Dwyer first travelled to the Cannes Film Festival in 1982 and attended every one until 2009, months before his death. In 1985, Dwyer co-founded the Dublin Film Festival and directed it until the mid-1990s. In 2002, he co-founded the Dublin International Film Festival, of which he was the chairman. In later life he served on the board of the Irish Museum of Modern Art.

In the 1990s, he presented the film show Freeze Frame for public service broadcaster RTÉ. The show resulted from a friendship he had formed with Alan Gilsenan and Martin Mahon of Yellow Asylum Films. He was also known for his appearances on the radio shows, Morning Ireland and The Marian Finucane Show. The editor of The Irish Times Geraldine Kennedy, speaking after Dwyer's death, said he was an "enthusiastic advocate" of both national and international cinema and had once said he was "one of those lucky people in life who was able to pursue his interests and call them work".

He had two cats, Fred and Ginger, to whom he spoke regularly as he admitted in an interview with actress Penélope Cruz after it emerged she did the same.

==Illness and death==
Dwyer became unwell after a trip to the Cannes Film Festival in May 2009. He took a break from writing for The Irish Times, returning in December 2009 to contribute his first—and what was to be his last ever—piece in six months to weekly entertainment supplement The Ticket. The article was a review of cinema in 2009 and of the 2000s, and in his contribution Dwyer referenced the ill health which had haunted him for much of the previous year and which had prevented him from viewing any cinema releases between June and September.

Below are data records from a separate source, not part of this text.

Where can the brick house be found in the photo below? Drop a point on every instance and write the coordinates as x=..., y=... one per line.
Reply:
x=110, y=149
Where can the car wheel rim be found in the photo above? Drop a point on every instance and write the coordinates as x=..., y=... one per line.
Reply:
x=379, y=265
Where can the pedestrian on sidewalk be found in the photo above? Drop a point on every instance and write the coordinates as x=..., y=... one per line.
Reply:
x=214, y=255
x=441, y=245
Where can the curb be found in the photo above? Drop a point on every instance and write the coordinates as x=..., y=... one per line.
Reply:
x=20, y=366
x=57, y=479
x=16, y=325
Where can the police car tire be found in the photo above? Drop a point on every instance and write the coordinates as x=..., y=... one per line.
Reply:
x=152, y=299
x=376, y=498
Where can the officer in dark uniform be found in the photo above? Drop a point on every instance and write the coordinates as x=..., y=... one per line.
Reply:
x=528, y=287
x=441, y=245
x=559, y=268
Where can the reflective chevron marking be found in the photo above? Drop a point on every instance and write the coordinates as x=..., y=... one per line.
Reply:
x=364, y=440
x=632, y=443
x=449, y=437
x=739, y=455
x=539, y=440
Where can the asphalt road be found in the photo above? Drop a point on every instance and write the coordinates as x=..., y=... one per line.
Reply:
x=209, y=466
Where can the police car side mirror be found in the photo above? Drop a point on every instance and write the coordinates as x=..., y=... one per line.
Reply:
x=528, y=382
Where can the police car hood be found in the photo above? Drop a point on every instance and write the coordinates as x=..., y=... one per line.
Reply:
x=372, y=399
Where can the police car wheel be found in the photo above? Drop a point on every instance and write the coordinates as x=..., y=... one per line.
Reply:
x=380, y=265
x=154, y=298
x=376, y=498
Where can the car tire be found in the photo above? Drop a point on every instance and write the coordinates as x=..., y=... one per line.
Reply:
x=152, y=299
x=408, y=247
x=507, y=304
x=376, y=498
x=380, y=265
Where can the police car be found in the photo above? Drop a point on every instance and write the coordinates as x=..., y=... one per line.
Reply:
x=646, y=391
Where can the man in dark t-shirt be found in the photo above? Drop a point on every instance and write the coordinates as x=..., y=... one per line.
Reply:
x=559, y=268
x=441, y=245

He died at the age of 58 on 1 January 2010. His partner of 24 years Brian Jennings survives him. Irish Minister for Arts, Sport and Tourism Martin Cullen said Dwyer was "the most singular, significant influence on cinema in Ireland for more than three decades". President of the Labour Party Michael D. Higgins said his work was "incalculable [...] he was an activist in promoting a knowledge and appreciation of film in all its forms". Ireland's former Director of Film Classification at the Irish Film Classification Office John Kelleher said it was "a huge loss for the world of Irish film". Director Neil Jordan also spoke of his awe. There were tributes from Gabriel Byrne, Daniel Day-Lewis, Brendan Gleeson, Jonathan Rhys Meyers, Cillian Murphy and Jim Sheridan. The Irish Times published tribute pieces on his life.

His nephew Jim Lyons (who lives in Tralee) gave him a glowing tribute describing his beloved uncle as "one in a million" and also describing Michael "being a great family man" in the Kerryman newspaper.
Michael Dwyer is survived by his partner Brian, mother Mary, sisters Anne Lyons and Maria Barrett, brothers-in-law Jimmy and Timmy, nephews Jim & Nick, niece Fiona, grand-nieces Louise, Rebecca, Grace, Josephine, and Lucy.

A ceremony took place at the Church of the Holy Name in Ranelagh where he lived. The event was attended by notable politicians, journalists, artists, actors, writers and musicians. RTÉ newsreader Aengus Mac Grianna, a colleague of Jennings, read a tribute to Dwyer.

Daniel Day-Lewis gave a very special tribute at the church service to his dear friend of over 20 years, calling for the Jameson international Dublin film festival to be renamed in Michael's honour.
 Dwyer was cremated after the funeral on 5 January 2010.

==Awards==
Dwyer's "contribution to French cinema" led to an honour from the French government. He received the Chevalier des Arts et des Lettres in 2006.